Describing her apprentice as a ‘skilled plantswoman’, Elsa said she has taken to her role with a fervent desire to learn, showing an inherent understanding for horticulture.

“She is highly intelligent,” said Elsa. “Amanda knows all the indigenous plants by their scientific names which is important for this project. Not everyone who trains in horticulture has a real feel for plants, but Amanda has this – and excellent people skills too. She is completely focussed on the work and the people with whom she is working, particularly the residents at Renishaw Estate.”

Elsa said that, while her horticultural training didn’t offer much landscape design, Amanda has quickly learnt to interpret sketches and bring the gardens to life: “She has gotten to know how my mind works! My job at Renishaw is on the landscape design in the broad scale – and to do layouts for each individual garden. Unfortunately, my time on site is limited, so Amanda – with Gareth Hampson, the project manager – has watched and listened and then done the installations.”

In addition, Amanda supervises the garden maintenance, ensuring everything planted thrives.
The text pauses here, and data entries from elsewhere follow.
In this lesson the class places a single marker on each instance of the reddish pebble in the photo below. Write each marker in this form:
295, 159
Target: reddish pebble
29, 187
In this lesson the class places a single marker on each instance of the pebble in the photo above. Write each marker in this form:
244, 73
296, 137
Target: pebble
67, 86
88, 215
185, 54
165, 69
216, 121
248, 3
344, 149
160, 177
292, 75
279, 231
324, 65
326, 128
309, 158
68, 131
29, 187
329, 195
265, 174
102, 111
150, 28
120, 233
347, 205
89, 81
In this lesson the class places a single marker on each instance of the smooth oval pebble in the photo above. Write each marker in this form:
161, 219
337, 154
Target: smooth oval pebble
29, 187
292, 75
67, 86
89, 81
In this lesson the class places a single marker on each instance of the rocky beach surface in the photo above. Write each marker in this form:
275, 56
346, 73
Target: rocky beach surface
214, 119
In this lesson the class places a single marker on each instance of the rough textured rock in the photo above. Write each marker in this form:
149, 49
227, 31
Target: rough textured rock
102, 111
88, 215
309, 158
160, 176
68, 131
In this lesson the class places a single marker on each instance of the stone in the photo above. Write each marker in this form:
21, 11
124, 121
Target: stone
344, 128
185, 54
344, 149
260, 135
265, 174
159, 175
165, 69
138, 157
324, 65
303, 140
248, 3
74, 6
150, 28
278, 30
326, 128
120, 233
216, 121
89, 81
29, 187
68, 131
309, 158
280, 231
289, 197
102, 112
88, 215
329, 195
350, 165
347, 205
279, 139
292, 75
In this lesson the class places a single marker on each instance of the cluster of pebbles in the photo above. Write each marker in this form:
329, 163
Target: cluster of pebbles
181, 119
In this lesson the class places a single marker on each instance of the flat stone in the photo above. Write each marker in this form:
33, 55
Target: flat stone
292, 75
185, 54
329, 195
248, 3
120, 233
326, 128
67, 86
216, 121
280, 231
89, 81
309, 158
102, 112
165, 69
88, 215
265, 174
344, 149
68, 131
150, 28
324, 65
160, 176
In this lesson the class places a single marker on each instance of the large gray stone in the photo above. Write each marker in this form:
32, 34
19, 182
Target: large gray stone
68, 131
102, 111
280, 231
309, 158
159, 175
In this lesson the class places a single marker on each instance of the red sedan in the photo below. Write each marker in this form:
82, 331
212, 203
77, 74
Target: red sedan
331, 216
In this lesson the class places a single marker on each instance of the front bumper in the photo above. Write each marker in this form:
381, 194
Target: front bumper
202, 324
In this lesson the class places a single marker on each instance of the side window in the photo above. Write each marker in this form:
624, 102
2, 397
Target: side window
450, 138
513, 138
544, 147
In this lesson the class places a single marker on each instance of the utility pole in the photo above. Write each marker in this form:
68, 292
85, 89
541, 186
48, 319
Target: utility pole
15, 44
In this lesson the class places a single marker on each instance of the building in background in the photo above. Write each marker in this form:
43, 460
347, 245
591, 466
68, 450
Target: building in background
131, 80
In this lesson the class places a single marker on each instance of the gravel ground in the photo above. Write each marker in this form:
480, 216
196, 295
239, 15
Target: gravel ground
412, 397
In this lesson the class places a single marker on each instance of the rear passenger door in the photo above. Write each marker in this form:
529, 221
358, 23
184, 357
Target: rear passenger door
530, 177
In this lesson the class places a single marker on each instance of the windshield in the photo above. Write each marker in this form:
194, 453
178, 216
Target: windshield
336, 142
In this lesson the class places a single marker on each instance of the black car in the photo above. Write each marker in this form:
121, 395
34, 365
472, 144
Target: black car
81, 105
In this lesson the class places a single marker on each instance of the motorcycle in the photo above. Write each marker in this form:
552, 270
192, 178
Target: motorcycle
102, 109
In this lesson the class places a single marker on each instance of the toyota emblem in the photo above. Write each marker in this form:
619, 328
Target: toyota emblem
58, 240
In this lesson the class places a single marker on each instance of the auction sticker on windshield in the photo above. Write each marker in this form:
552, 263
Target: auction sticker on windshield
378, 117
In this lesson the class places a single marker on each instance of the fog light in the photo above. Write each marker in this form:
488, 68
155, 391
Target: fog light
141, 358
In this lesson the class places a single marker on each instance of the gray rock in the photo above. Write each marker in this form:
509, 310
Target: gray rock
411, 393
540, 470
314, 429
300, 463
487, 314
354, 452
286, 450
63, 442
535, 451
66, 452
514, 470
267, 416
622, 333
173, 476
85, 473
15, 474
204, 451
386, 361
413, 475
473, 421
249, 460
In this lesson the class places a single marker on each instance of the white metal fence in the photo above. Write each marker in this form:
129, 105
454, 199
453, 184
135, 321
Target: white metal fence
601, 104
She consults with the homeowners on gardening requests and has made a point of knowing all the sub-contractors on the building site – beneficial for a project this size.

Elsa said horticulture offers so many job opportunities for young women, as long as they’re prepared for ‘hard work, both physical and mental’: “There are great challenges and opportunities for creative work in the world of plants, all of which is essential to our good health and happiness!”

Amanda said she has relished the role of working alongside a female mentor who has shown her exactly what can be achieved. Sharing her experience with other women, Amanda said: “My advice to young women is that you need to be proactive. As my lecturer said, ‘be a self-starter’. If you study, don’t think that’s enough. Go out, volunteer if you can’t find a paying job, don’t sit around waiting. If you’re lucky enough to get a job then learn, humble yourself and grow.”